Begin each day with something in your relationship that you would like to work on. It might be the same as the 5, 10, or even 50 days before, that’s ok. Just pick something that you want to focus on. Perhaps this is a time to go back to step 4 and look at the inventory you completed then and pick out a few of the character traits or flaws that you want to improve. For example: If I have “lazy” as one of my character flaws that negatively impacts my life and marriage, I might consider what is one thing I can do in my relationship that is active and engaged. This might be physical, emotional, or spiritual. Or maybe it includes all three of those categories. 

End each day with a brief check in with your spouse. What did you notice from them that you saw? What work did you see that they were doing? What work did you see that you were doing today. Was there anything that happened today that you need to seek forgiveness for? What housekeeping is needed today? 

In the beginning of establishing this daily rhythm, I think what you’ll find is that this will probably feel tedious, elementary, and repetitive. Most couples I know and work with do not have a regular process or rhythm of how and when they resolve even the most minor of issues in their relationship. Doing this daily will help you to establish this so that when you have substantial issues to address, you’ve built a process together and have worked on a relational stamina of addressing your challenges. 

Weekly 

Get out of the house for dinner, a hike/walk, or some other enjoyable experience together once a week and answer these three questions together: 

  • Can I tell you what I’m thankful for about you? I’m thankful for …

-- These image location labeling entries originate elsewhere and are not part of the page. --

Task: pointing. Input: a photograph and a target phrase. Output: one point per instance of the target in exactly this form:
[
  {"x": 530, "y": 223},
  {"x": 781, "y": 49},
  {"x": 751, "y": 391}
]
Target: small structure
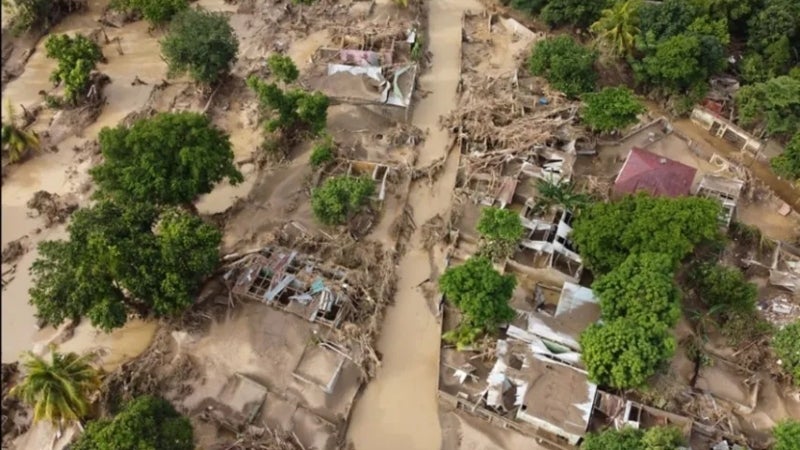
[
  {"x": 725, "y": 190},
  {"x": 660, "y": 176}
]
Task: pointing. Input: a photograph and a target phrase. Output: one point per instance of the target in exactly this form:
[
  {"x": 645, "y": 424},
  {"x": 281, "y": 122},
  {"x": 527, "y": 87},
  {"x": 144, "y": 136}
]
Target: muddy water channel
[{"x": 130, "y": 52}]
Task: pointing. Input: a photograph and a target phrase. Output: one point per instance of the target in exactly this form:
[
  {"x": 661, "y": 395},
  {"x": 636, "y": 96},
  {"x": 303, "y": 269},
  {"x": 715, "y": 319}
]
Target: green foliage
[
  {"x": 773, "y": 105},
  {"x": 641, "y": 288},
  {"x": 566, "y": 65},
  {"x": 618, "y": 26},
  {"x": 168, "y": 159},
  {"x": 339, "y": 198},
  {"x": 623, "y": 353},
  {"x": 293, "y": 110},
  {"x": 611, "y": 109},
  {"x": 283, "y": 68},
  {"x": 482, "y": 295},
  {"x": 201, "y": 43},
  {"x": 77, "y": 57},
  {"x": 121, "y": 259},
  {"x": 322, "y": 153},
  {"x": 724, "y": 287},
  {"x": 157, "y": 12},
  {"x": 501, "y": 230},
  {"x": 655, "y": 438},
  {"x": 787, "y": 164},
  {"x": 57, "y": 390},
  {"x": 787, "y": 435},
  {"x": 606, "y": 233},
  {"x": 579, "y": 13},
  {"x": 785, "y": 344},
  {"x": 145, "y": 423}
]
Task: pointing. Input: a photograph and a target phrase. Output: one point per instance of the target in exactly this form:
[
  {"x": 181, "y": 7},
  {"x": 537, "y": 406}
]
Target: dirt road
[{"x": 399, "y": 408}]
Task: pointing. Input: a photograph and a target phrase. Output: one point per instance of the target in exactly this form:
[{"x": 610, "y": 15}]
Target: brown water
[{"x": 399, "y": 407}]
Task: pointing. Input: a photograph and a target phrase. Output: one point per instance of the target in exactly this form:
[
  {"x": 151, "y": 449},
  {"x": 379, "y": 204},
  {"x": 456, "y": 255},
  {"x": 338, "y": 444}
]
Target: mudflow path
[{"x": 399, "y": 407}]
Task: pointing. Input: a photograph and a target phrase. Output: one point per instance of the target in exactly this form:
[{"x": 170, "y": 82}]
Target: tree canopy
[
  {"x": 481, "y": 294},
  {"x": 340, "y": 197},
  {"x": 121, "y": 259},
  {"x": 501, "y": 230},
  {"x": 641, "y": 288},
  {"x": 77, "y": 57},
  {"x": 168, "y": 159},
  {"x": 145, "y": 423},
  {"x": 773, "y": 105},
  {"x": 624, "y": 353},
  {"x": 567, "y": 65},
  {"x": 201, "y": 43},
  {"x": 611, "y": 109},
  {"x": 606, "y": 233},
  {"x": 57, "y": 390}
]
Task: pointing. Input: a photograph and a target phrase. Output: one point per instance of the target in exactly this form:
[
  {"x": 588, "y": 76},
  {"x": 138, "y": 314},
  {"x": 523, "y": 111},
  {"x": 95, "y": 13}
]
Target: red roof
[{"x": 645, "y": 171}]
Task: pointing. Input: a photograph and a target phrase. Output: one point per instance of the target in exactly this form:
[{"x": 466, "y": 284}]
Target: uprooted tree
[
  {"x": 121, "y": 259},
  {"x": 168, "y": 159},
  {"x": 623, "y": 353},
  {"x": 77, "y": 57},
  {"x": 201, "y": 43},
  {"x": 481, "y": 294},
  {"x": 606, "y": 233},
  {"x": 501, "y": 231},
  {"x": 145, "y": 423},
  {"x": 340, "y": 198}
]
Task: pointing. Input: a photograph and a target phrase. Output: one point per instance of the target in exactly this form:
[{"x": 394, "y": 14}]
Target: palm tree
[
  {"x": 16, "y": 141},
  {"x": 57, "y": 390},
  {"x": 617, "y": 26}
]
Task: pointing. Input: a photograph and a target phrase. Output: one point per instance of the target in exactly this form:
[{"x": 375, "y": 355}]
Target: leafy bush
[
  {"x": 606, "y": 233},
  {"x": 611, "y": 109},
  {"x": 123, "y": 259},
  {"x": 787, "y": 164},
  {"x": 567, "y": 65},
  {"x": 623, "y": 353},
  {"x": 201, "y": 43},
  {"x": 641, "y": 288},
  {"x": 145, "y": 423},
  {"x": 77, "y": 57},
  {"x": 322, "y": 153},
  {"x": 785, "y": 344},
  {"x": 501, "y": 230},
  {"x": 482, "y": 295},
  {"x": 168, "y": 159},
  {"x": 340, "y": 197}
]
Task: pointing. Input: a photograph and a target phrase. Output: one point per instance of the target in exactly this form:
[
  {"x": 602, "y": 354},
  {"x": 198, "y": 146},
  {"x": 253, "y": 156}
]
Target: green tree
[
  {"x": 77, "y": 57},
  {"x": 785, "y": 345},
  {"x": 724, "y": 287},
  {"x": 623, "y": 353},
  {"x": 567, "y": 65},
  {"x": 501, "y": 230},
  {"x": 787, "y": 435},
  {"x": 618, "y": 26},
  {"x": 482, "y": 296},
  {"x": 578, "y": 13},
  {"x": 168, "y": 159},
  {"x": 773, "y": 106},
  {"x": 145, "y": 423},
  {"x": 340, "y": 197},
  {"x": 787, "y": 164},
  {"x": 16, "y": 141},
  {"x": 157, "y": 12},
  {"x": 201, "y": 43},
  {"x": 122, "y": 259},
  {"x": 611, "y": 109},
  {"x": 606, "y": 233},
  {"x": 57, "y": 390},
  {"x": 641, "y": 288}
]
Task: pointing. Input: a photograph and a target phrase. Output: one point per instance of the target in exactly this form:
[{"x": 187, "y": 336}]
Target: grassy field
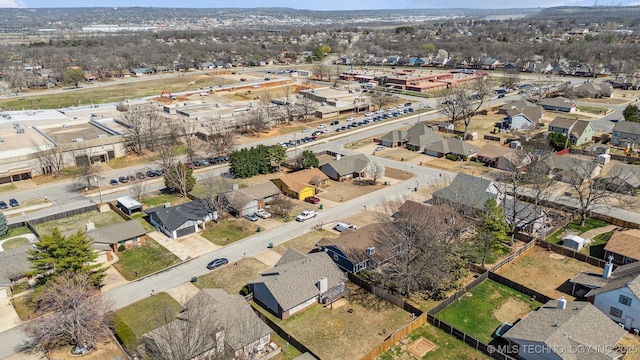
[
  {"x": 487, "y": 306},
  {"x": 77, "y": 222},
  {"x": 133, "y": 321},
  {"x": 143, "y": 260},
  {"x": 229, "y": 230},
  {"x": 575, "y": 227}
]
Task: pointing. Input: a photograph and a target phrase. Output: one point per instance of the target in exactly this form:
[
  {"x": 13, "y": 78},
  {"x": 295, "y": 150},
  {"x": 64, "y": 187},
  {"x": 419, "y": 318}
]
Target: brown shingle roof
[{"x": 626, "y": 243}]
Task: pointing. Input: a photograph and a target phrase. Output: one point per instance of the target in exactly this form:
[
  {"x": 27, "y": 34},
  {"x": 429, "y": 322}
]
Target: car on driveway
[
  {"x": 312, "y": 199},
  {"x": 216, "y": 263},
  {"x": 306, "y": 215},
  {"x": 262, "y": 213}
]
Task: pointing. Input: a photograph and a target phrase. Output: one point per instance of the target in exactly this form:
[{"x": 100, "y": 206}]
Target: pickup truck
[
  {"x": 262, "y": 213},
  {"x": 306, "y": 215}
]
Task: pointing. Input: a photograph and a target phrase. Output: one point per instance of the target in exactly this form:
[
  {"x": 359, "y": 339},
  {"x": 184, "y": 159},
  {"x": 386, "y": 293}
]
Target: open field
[
  {"x": 546, "y": 272},
  {"x": 77, "y": 222},
  {"x": 135, "y": 320},
  {"x": 348, "y": 331},
  {"x": 486, "y": 307}
]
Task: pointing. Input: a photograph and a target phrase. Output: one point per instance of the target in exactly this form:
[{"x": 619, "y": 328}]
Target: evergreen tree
[
  {"x": 492, "y": 229},
  {"x": 56, "y": 253},
  {"x": 4, "y": 228}
]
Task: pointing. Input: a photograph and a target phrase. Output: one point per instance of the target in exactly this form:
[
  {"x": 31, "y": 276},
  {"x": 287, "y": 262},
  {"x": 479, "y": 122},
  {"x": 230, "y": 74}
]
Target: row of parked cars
[{"x": 12, "y": 203}]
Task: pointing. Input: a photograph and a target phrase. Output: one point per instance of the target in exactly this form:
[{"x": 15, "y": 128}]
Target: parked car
[
  {"x": 306, "y": 215},
  {"x": 216, "y": 263},
  {"x": 342, "y": 226},
  {"x": 262, "y": 213},
  {"x": 312, "y": 199}
]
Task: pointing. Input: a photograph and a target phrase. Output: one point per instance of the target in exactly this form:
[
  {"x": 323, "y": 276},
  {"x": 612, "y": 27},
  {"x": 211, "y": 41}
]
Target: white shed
[{"x": 574, "y": 242}]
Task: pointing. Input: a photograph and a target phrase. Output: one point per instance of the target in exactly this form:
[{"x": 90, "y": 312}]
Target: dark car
[
  {"x": 312, "y": 199},
  {"x": 216, "y": 263}
]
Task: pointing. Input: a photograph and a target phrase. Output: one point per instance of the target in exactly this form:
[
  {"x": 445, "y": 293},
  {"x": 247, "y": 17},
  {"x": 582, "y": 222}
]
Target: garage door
[{"x": 185, "y": 231}]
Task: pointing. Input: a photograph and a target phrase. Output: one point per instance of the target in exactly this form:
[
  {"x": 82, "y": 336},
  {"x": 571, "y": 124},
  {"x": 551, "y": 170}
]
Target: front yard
[
  {"x": 486, "y": 307},
  {"x": 144, "y": 260}
]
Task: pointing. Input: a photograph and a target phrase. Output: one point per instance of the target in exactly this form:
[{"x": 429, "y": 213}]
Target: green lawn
[
  {"x": 14, "y": 243},
  {"x": 133, "y": 321},
  {"x": 448, "y": 346},
  {"x": 16, "y": 232},
  {"x": 474, "y": 314},
  {"x": 591, "y": 223},
  {"x": 228, "y": 231},
  {"x": 146, "y": 259}
]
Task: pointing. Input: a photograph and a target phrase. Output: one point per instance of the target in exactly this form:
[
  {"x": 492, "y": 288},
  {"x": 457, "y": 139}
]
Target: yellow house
[{"x": 301, "y": 184}]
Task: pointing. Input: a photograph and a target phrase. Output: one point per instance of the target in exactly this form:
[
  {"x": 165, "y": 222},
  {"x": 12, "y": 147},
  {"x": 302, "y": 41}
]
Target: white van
[{"x": 342, "y": 226}]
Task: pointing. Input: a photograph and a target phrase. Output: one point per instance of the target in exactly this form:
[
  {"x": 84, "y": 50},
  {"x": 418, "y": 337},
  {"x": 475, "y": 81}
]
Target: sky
[{"x": 309, "y": 5}]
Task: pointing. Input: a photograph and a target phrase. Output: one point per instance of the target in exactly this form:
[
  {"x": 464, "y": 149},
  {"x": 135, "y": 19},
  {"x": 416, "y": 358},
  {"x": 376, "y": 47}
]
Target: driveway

  • What do you need from me this week?

  • How have I hurt you this week?

  • How can I make it right?

Yearly

Take a trip away from home for at least 2 nights to get away together. Consider attending a marriage event or retreat. This is the time to set goals for the upcoming year together. Talk through what you’ve seen grow in yourself and in each other over the past year. Review your notes and letters from these 12 steps. Is there anything that you need to revisit? Talk through what step you feel like you are on in your relationship today. Identify what you want to accomplish individually and together over the next year. 

In subsequent years, you’ll have the goals from the previous year that you can revisit. Celebrate your wins, correct your flaws, and let go of your losses. 


Step 10 Reflection Questions

  • What was this step like for you?
  • What did you notice about yourself in this step of an inventory?
  • Did you feel any wins or losses in doing this?
  • Where is God in all of this for you?